Empirical And Statistical Validation Of Rainfall Asymmetry And Phase Shifts In Ghana’s Western Region
DOI:
https://doi.org/10.64252/zcz89c31Keywords:
Amplitude modulation, bimodal rainfall cycles, Change-point detection, Generalized additive model (GAM), Ghana Western Region, Hydroclimatic variabilityAbstract
Rainfall in Ghana’s Western Region remains bimodal, yet recent seasons display distortions in timing and intensity that complicate agricultural and water-resource planning. Monthly data from 12 stations (2017–2023) were analysed via a Gamma-linked generalized additive model (GAM), seasonal-trend decomposition (STL), and PELT change-point detection, with independent validation from corrected empirical sinusoidal and accumulation-based amplitude metrics. The GAM revealed pronounced nonlinearity in the seasonal cycle (edf ≈ 4.6; p < 0.001) but no monotonic trend once seasonality was accounted for (p ≈ 0.61).

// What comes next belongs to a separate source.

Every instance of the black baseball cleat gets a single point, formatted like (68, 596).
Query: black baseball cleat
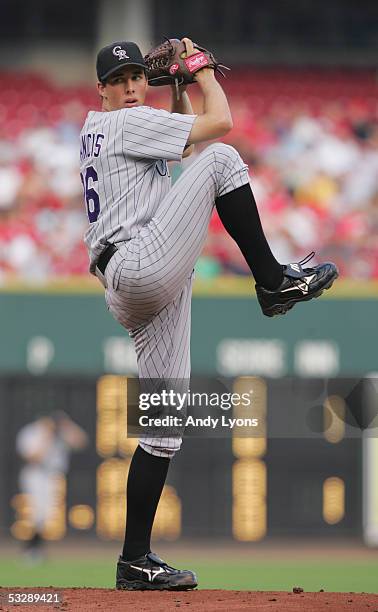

Predictive diagnostics (pseudo-R² = 0.50; deviance explained = 25.5%; RMSE ≈ 48.5 mm; MAE ≈ 38.1 mm) indicated a satisfactory model fit with residuals consistent with the assumed distribution. The empirical sinusoid, incorporating a phase-correction term, successfully reproduced the asymmetric bimodality (major peak May–June; minor peak October–November) and approximated the observed mean (≈ 310 mm). Change-point analysis revealed that the episodic mean and variance realignments—most notably from 2019–2021—were consistent with short-lived regime shifts rather than persistent drift. These findings indicate that intra-annual phase realignment and amplitude modulation, rather than long-term wetting or drying, dominate rainfall variability from 2017–2023. The incorporation of phase-adaptive empirical diagnostics into agro-climate early warning systems is recommended to enhance onset and cessation guidance. This study uniquely integrates statistical modelling with an empirically corrected sinusoidal framework, providing the first phase-adaptive validation of Ghana’s bimodal rainfall regime using combined GAM, SHAP, and change-point techniques. The integration of empirical and advanced statistical diagnostics offers a replicable blueprint for regional rainfall assessment and early-warning system enhancement.